The Ministry of Health is currently conducting a post-elimination surveillance survey of the disease scientifically known as Lymphatic Filariasis (LF).
The neglected tropical disease which is transmitted to humans through mosquitoes is endemic in all the six counties of the coastal region.
A research team in Lamu, led by KEMRI in collaboration with the health ministry and WHO is collecting data on LF prevalence among the adult population.
“Lamu County is making significant progress, showcasing effective Mass Drug Administration campaigns in LF elimination,” said MOH.
The study, the ministry says will contribute vital information for dossier development towards LF elimination validation in the country.
World Health Organization is providing technical leadership and medicines for IDA/MDA campaigns, and distribution of bed nets for mosquito control.
The Ministry of Health, Vector Borne and Neglected Tropical Diseases Unit (VBNTDU) aims to eliminate LF in Kenya by 2025 in line with the Kenya Breaking Transmission Strategy (2019 – 2023) and the Kenya NTD Masterplan.
VBNTDU, through its National Program to Eliminate Lymphatic Filariasis (NPELF), has been providing preventive chemotherapy over the years, through Mass Drug Administrations (MDAs), and has carried out consecutive and successful rounds of MDA in six target counties in the Coastal Region (Kilifi, Kwale, Mombasa, Taita Taveta and Tana River).
Lymphatic filariasis impairs the lymphatic system and can lead to the abnormal enlargement of body parts, causing pain, severe disability and social stigma.
Over 882 million people in 44 countries worldwide remain threatened by lymphatic filariasis and require preventive chemotherapy to stop the spread of this parasitic infection.
Lymphatic filariasis can be eliminated by stopping the spread of infection through preventive chemotherapy with safe medicine combinations repeated annually. More than 9 billion cumulative treatments have been delivered to stop the spread of infection since 2000.

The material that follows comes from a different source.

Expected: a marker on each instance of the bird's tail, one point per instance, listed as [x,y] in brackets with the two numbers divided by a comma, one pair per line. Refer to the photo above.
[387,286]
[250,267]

As of 2018, 51 million people were infected – a 74% decline since the start of WHO’s Global Programme to Eliminate Lymphatic Filariasis in 2000.
Due to the successful implementation of WHO strategies, 740 million people no longer require preventive chemotherapy.
An essential, recommended package of care can alleviate suffering and prevent further disability among people living with disease caused by lymphatic filariasis.
Lymphatic filariasis infection involves asymptomatic, acute and chronic conditions. The majority of infections are asymptomatic, showing no external signs of infection while contributing the transmission of the parasite. These asymptomatic infections still cause damage to the lymphatic system and the kidneys and alter the body’s immune system.
When lymphatic filariasis develops into chronic conditions it leads to lymphoedema (tissue swelling) or elephantiasis (skin/tissue thickening) of limbs and hydrocele (scrotal swelling).